Array of agent types to install rules for when an initialization command is run with --install-agent-rules. The default is empty, so init, quickstart, scan, and clone do not write project-local rule files unless you opt in. Supported values are "codex", "claude", "cursor", "goose", "pi", "gemini", "opencode", "aider", "copilot", "trae", "claw", and "droid".

`repoAnalysis`

Optional repo-wide source-class defaults and classification overrides for directory ingest plus repo watch.

FieldDescription
extractClassesWhich source classes should be ingested by default during repo/directory ingest.

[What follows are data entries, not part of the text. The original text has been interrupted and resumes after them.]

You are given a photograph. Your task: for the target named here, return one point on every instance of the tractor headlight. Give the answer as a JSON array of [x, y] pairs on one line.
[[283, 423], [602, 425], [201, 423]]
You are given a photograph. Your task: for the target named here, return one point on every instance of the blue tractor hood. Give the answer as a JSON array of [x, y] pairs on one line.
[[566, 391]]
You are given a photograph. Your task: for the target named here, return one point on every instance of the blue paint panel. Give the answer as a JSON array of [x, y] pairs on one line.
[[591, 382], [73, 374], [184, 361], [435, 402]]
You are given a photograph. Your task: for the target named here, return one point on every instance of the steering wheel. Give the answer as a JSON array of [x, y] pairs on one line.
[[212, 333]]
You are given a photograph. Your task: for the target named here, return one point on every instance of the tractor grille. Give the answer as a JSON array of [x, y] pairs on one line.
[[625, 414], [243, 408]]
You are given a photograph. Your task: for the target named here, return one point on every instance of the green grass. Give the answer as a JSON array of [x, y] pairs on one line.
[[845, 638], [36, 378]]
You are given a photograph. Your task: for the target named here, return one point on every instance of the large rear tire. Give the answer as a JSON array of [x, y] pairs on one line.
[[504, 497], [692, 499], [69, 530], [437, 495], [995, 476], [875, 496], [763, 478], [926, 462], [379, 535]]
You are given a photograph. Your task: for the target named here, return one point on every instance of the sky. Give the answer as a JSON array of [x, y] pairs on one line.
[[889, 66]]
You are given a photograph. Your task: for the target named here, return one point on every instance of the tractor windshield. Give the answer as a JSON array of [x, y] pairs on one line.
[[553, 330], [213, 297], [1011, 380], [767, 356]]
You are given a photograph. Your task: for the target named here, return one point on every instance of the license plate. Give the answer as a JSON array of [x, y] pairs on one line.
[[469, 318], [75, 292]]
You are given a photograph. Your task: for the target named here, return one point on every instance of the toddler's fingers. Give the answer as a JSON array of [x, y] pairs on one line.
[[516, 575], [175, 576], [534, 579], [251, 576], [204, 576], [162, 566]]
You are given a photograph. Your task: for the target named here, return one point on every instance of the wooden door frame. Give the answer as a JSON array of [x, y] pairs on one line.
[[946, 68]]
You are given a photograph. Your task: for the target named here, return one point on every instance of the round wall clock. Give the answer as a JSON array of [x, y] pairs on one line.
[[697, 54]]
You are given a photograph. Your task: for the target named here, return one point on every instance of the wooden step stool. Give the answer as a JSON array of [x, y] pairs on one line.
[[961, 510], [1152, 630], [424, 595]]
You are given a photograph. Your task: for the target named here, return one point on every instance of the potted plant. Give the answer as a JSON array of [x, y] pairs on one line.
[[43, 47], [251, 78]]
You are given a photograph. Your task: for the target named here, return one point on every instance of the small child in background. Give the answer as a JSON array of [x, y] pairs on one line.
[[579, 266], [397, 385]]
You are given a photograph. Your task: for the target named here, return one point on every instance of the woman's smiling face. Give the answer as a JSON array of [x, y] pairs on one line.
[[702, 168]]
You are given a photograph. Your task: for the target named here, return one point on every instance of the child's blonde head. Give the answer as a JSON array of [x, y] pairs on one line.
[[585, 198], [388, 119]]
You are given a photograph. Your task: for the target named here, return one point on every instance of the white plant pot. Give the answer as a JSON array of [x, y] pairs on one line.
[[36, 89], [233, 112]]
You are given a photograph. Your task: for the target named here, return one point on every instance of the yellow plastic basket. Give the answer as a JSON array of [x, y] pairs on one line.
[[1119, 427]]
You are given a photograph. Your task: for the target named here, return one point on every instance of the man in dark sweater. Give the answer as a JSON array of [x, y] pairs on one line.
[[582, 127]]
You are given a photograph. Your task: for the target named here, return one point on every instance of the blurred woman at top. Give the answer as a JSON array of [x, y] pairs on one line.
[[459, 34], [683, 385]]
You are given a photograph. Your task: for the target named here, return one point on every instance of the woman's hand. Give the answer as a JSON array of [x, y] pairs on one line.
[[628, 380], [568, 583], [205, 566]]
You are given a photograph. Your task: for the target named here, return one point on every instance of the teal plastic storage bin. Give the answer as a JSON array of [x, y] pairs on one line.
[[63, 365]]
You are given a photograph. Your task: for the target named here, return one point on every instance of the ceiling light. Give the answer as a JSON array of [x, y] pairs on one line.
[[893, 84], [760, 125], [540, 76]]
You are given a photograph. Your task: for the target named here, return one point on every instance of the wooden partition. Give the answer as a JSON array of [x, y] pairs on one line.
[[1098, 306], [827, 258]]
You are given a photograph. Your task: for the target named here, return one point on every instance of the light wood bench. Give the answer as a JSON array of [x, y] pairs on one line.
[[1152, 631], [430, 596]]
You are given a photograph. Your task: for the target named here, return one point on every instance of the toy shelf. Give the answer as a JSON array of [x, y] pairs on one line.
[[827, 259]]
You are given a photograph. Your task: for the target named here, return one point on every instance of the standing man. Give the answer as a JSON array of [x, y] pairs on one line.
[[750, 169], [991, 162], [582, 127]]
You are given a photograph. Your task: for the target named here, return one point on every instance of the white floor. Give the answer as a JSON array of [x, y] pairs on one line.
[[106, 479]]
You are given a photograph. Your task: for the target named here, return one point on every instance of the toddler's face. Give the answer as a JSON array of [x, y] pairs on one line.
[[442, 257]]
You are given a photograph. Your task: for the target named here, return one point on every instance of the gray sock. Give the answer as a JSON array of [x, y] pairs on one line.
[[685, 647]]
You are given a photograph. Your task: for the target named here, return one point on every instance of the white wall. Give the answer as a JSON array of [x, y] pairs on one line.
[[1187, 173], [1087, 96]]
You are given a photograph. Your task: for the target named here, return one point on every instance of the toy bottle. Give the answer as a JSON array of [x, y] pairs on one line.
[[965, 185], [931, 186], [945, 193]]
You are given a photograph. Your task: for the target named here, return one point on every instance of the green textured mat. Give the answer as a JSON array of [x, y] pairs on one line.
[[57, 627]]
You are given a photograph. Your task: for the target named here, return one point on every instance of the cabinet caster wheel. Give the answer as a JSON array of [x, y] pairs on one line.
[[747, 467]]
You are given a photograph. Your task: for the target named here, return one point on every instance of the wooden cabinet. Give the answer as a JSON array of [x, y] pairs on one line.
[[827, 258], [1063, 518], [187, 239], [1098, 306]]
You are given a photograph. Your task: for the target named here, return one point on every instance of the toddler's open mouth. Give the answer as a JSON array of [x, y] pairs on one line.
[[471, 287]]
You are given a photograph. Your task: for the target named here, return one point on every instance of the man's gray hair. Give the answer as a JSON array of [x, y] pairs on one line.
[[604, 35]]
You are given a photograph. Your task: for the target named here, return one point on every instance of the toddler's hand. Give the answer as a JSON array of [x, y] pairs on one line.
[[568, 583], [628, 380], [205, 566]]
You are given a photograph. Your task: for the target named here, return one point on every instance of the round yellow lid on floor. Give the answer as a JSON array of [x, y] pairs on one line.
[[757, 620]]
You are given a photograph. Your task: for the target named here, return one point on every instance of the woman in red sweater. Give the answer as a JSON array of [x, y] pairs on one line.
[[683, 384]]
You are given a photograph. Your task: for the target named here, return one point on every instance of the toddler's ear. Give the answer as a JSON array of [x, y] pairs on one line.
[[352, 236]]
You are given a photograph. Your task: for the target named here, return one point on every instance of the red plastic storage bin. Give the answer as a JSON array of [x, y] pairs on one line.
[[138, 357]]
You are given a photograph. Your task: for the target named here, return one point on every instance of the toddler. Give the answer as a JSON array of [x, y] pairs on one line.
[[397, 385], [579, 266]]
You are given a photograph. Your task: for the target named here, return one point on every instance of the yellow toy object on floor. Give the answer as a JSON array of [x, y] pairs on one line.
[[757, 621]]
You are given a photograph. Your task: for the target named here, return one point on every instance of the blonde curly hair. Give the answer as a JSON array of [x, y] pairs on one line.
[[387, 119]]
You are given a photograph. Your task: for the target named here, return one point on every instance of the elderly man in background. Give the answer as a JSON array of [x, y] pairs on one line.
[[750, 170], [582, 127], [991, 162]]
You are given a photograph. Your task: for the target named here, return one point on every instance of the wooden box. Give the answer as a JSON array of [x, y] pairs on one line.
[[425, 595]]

Defaults to ["first_party"].
classifyGlobsOptional extra glob patterns keyed by first_party, third_party, resource, or generated

`graphSinks`

Optional external graph sink configuration.

`graphSinks.neo4j`

FieldDescription
uriNeo4j Bolt or Aura URI
usernameNeo4j username
passwordEnvEnvironment variable containing the Neo4j password
databaseOptional Neo4j database name. Defaults to neo4j
vaultIdOptional stable namespace for shared Neo4j databases
includeClassesWhich source classes to push by default. Defaults to ["first_party"]
batchSizeOptional write batch size for graph push neo4j

`schedules`

Optional recurring jobs for compile, lint, query, and explore. See Schedules.

`orchestration`

Optional role mapping for research, audit, context, and safety across providers or external commands. See Orchestration.

`webSearch`

Optional web-search configuration used by swarmvault lint --deep --web.

It is separate from the normal LLM provider registry.

FieldDescription
providersNamed web-search provider definitions
tasks.deepLintProviderWhich named provider to use for deep-lint evidence gathering

Schema File

swarmvault.schema.md is the vault-specific markdown instruction layer. It is how you teach one vault to behave differently from another without changing code or adding a custom parser.

Use it to define:

  • naming rules
  • concept and entity categories
  • relationship expectations
  • grounding and citation rules
  • exclusions

See Schema for examples and behavior details.

See Projects for project-aware schema layering, project_ids, and wiki/projects/ rollups.